O projeto começou pequeno, com cursos de corte de cabelo na favela do Jardim Arpoador, na Zona Sul de São Paulo. Hoje tem quatro unidades na Grande São Paulo, que oferecem cursos gratuitos de assistente de cabeleireiro, manicure e pedicure, design de sobrancelhas, depilação e maquiagem. Além disso, o projeto conta com o apoio de grandes marcas de cosméticos.

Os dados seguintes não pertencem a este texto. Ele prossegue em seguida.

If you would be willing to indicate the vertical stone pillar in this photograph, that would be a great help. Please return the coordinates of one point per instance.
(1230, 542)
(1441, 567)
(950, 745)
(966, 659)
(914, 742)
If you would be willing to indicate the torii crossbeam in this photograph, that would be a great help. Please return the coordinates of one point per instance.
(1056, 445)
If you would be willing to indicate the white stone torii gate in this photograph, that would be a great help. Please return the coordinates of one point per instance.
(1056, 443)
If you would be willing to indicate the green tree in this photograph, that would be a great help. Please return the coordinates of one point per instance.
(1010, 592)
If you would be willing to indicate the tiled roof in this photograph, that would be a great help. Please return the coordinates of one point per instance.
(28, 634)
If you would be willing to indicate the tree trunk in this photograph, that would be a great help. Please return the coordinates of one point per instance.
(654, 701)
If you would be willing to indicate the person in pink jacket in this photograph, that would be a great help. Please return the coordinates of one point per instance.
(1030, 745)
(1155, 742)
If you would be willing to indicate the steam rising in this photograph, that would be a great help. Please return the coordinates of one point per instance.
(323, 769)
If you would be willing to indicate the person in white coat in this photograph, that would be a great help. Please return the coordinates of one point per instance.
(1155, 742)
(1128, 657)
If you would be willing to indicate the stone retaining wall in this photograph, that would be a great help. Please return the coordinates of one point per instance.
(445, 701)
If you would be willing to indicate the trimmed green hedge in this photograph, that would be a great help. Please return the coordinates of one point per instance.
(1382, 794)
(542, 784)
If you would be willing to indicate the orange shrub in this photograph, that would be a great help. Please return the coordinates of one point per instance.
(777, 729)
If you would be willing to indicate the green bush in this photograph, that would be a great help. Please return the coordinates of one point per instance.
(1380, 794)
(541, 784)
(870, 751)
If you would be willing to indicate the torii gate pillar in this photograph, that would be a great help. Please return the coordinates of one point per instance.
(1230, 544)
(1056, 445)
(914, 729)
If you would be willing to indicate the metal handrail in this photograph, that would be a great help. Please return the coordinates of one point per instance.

"A seleção é rígida: depois da entrevista, fazemos um conselho para decidir quais candidatos serão convocados, e então publicamos a primeira, a segunda e a terceira chamadas, como um vestibular. Mas um fator decisivo é ter vontade e realmente querer a oportunidade", explica Ivan Stringhi, o cabeleireiro que criou o Projeto Tesourinha em 1992.
Depois de formados, há ainda um acompanhamento dos novos trabalhadores para inserção no mercado. Caso algum deles se sinta inseguro, pode voltar às aulas do projeto para treinar mais e ganhar confiança.
"O segredo do sucesso do projeto Tesourinha é o respeito pelo cidadão, a indiscriminação e a formação por excelência. Precisamos resgatar a autoestima desses futuros profissionais e investir no bom atendimento. O Tesourinha é feito de amor e dedicação", conta Ivan.
Ivan se lembra com carinho dos ex-alunos do projeto, e algumas histórias se destacam. Uma aluna, no início dos anos 2000, deixava os dois filhos com as vizinhas para que pudesse fazer o curso – e, sem dinheiro para a condução, caminhava até a escola por seis quilômetros. Com muito esforço, conseguiu concluir o curso e tornou-se assistente de cabeleireiro em Moema, bairro nobre da zona Sul paulistana. É o desejo de vencer que move o projeto.